Comenzó la gira por Europa con un traspié. Perdió ante Espanyol

Algunos chispazos de Riquelme fueron lo más destacado del partido. Boca sigue sin encontrar un patrón de juego y Espanyol sacó provecho de eso.
Algunos chispazos de Riquelme fueron lo más destacado del partido. Boca sigue sin encontrar un patrón de juego y Espanyol sacó provecho de eso.
En su debut en la gira europea, mostrando chispas de buen juego pero aún sin la solidez necesaria como para quedarse con el trofeo Ciudad de Barcelona sobre el césped del estadio de Cornellà-El Prat, Boca cayó ante Espanyol por 3-1.

El equipo de Falcioni abrió el marcador y destrabó el partido en el segundo tiempo con un gol de Darío Cvitanich, pero los «periquitos» consiguieron cambiar la historia con dos tantos de Osvaldo, uno a través de un penal demasiado riguroso -casi inventado- y el otro en una gran jugada. Verdú, casi en el último minuto, selló el resultado con otro gol de penal también muy dudoso.

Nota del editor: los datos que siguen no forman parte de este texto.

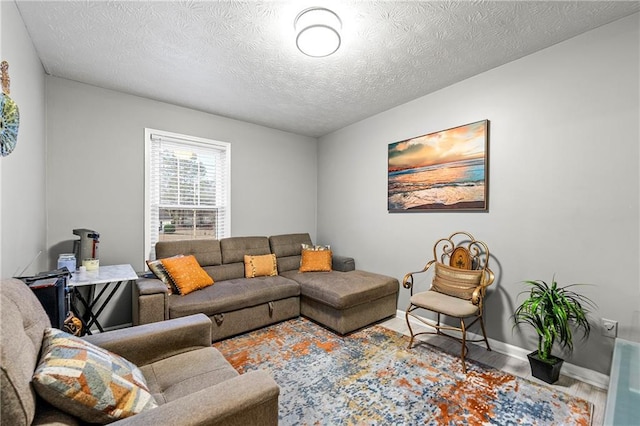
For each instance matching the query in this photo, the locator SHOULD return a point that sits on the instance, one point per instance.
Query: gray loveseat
(343, 300)
(191, 381)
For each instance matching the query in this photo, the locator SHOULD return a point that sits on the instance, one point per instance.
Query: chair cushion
(448, 305)
(87, 381)
(260, 266)
(456, 282)
(186, 274)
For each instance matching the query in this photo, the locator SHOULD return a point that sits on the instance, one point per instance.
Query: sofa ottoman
(346, 301)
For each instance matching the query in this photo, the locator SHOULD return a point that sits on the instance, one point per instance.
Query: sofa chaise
(191, 382)
(343, 299)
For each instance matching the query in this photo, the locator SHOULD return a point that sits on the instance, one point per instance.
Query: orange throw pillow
(186, 274)
(315, 261)
(260, 266)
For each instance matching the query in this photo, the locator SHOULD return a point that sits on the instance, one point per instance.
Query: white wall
(564, 182)
(22, 173)
(96, 172)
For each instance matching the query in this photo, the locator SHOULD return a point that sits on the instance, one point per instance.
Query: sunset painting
(446, 170)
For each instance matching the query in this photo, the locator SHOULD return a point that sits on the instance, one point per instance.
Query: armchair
(461, 276)
(190, 380)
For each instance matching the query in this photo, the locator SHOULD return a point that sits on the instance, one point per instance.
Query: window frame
(149, 247)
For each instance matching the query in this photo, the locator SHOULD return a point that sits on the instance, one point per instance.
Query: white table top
(104, 274)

El técnico xeneize sacó a la cancha al mejor equipo que tiene en mente, con toda la confianza en Riquelme, que portó la cinta de capitán, para enfrentar a un rival que suele ser un hueso duro de roer en la Liga Española.

Boca arrancó con fuerza en los primeros minutos aunque poco a poco fue perdiendo agresividad y volumen de juego, y sólo llegó al área rival gracias a algunas chipas de creatividad de Román. De hecho, a medida que los de Mauricio Pochettino iban ganando confianza, Boca se dedicó básicamente a defender con Schiavi como emblema, pero que finalmente terminó expulsado.

A pesar de la imagen desdibujada que dejó Boca sobre el terreno de juego, la hinchada xeneize integrada por argentinos radicados en Barcelona prometió fidelidad y seguir acompañando al equipo de Riquelme, con la ilusión de ganar el próximo campeonato.